This article mainly introduces the Getting Started Tutorial on network programming using threads in Python. This article is from the technical documentation on the IBM official website. For more information, see
Introduction
For Python, there is no lack of concurrency options. its standard library includes support for threads, processes, and asynchronous I/O. In many cases, Python simplifies the use of various concurrency methods by creating high-level modules such as asynchronous, thread, and sub-process. In addition to the standard library, there are also some third-party solutions, such as Twisted, Stackless, and process modules. This article focuses on the use of Python threads and uses some practical examples. Although many good online resources detail thread APIs, This article attempts to provide some practical examples to illustrate some common thread usage modes.
Global interpreter Lock indicates that the Python interpreter is not thread-safe. The current thread must hold a global lock for secure access to Python objects. Because only one thread can obtain the Python object/c api, the interpreter regularly releases and reacquires the lock every time it passes through 100 bytecode instructions. The interpreter can check the thread switching frequency through the sys. setcheckinterval () function.
In addition, the lock will be released and re-acquired based on potential blocking I/O operations.
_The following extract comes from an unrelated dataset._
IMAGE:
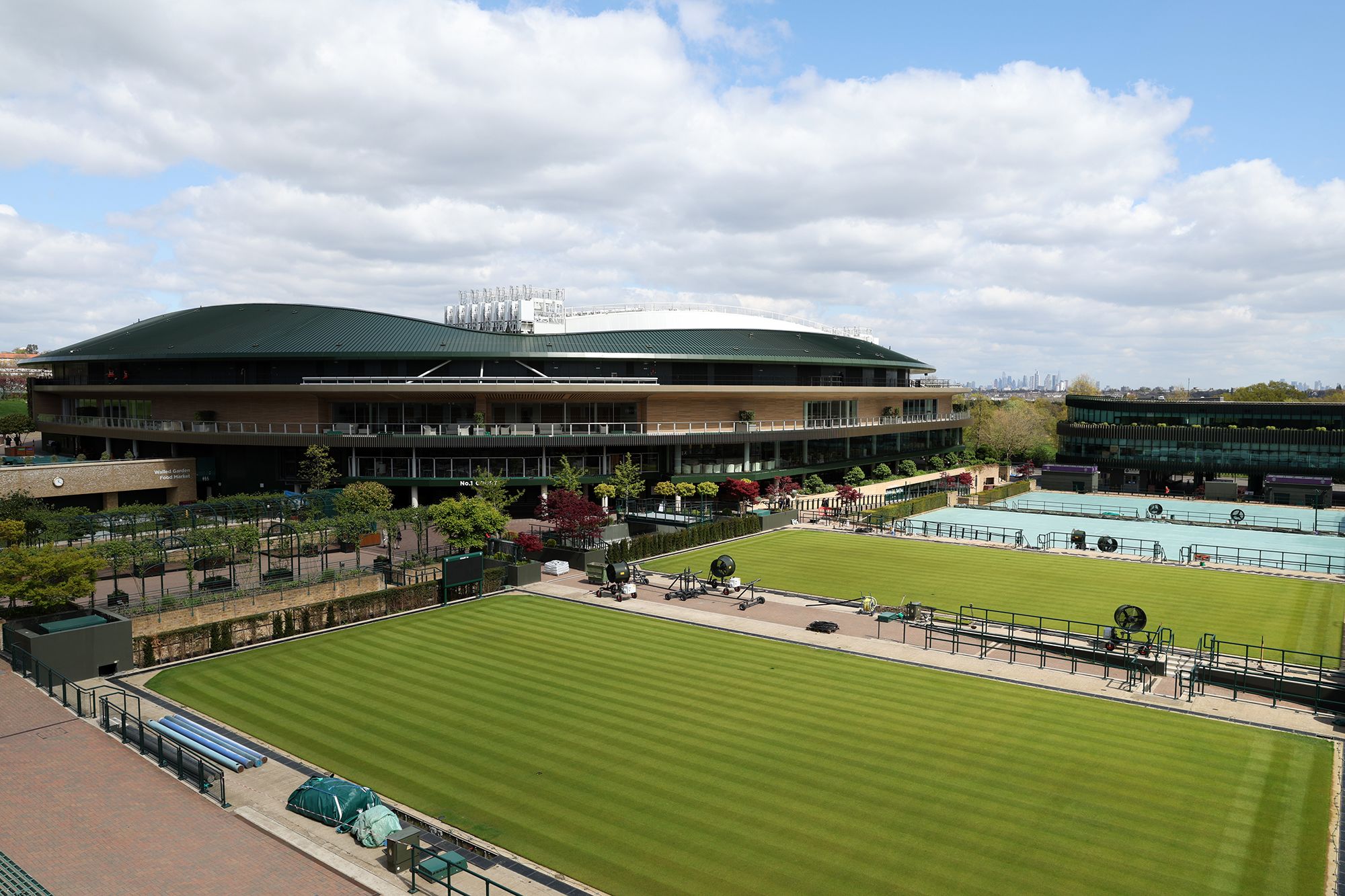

For more information, see Gil and Threading State and Threading the Global Interpreter Lock in the references section.
It should be noted that due to GIL, CPU-limited applications will not benefit from the use of threads. We recommend that you use processes or create processes and threads in a hybrid manner when using Python.
First, it is very important to clarify the differences between processes and threads. The difference between threads and processes is that they share status, memory, and resources. For a thread, this simple difference is both its advantage and its disadvantage. On the one hand, threads are lightweight and easy to communicate with each other, but on the other hand, they also bring about various problems including deadlocks, contention conditions and high complexity. Fortunately, because of GIL and the queue module, it is much less complex to use the Python language than to use other languages.
Use Python threads
To continue learning the content in this article, I assume that you have installed Python 2.5 or later, because many examples in this article will use the new features of the Python language, these features only appear after Python2.5. To start using a Python thread, we will start with a simple "Hello World" example:
Hello_threads_example
import threading import datetime class ThreadClass(threading.Thread): def run(self): now = datetime.datetime.now() print "%s says Hello World at time: %s" % (self.getName(), now) for i in range(2): t = ThreadClass() t.start()
If you run this example, you will get the following output:
# python hello_threads.py Thread-1 says Hello World at time: 2008-05-13 13:22:50.252069 Thread-2 says Hello World at time: 2008-05-13 13:22:50.252576
Observe the output result carefully. you can see that the Hello World statement is output from both threads, with a date stamp. If you analyze the actual code, you will find that there are two import statements. one statement imports the date and time module, and the other statement imports the thread module. ThreadClass inherits from threading. Thread. because of this, you need to define a run method to execute the code you want to run in this Thread. Note that self. getName () is a method used to determine the thread name.
The last three lines of code actually call this class and start the thread. If you pay attention to it, the actual starting thread is t. start (). Inheritance is taken into account when designing the thread module, and the thread module is actually built on the basis of the underlying thread module. In most cases, inheritance from threading. Thread is a best practice because it creates a regular API for Thread programming.
Use thread queue
As mentioned above, when multiple threads need to share data or resources, the usage of threads may become complicated. The thread module provides many synchronization primitives, including semaphores, conditional variables, events, and locks. When these options exist, the best practice is to focus on using queues. In comparison, queues are easier to process, and thread programming is more secure, because they can effectively transmit all access to resources from a single thread, it also supports a clearer and more readable design mode.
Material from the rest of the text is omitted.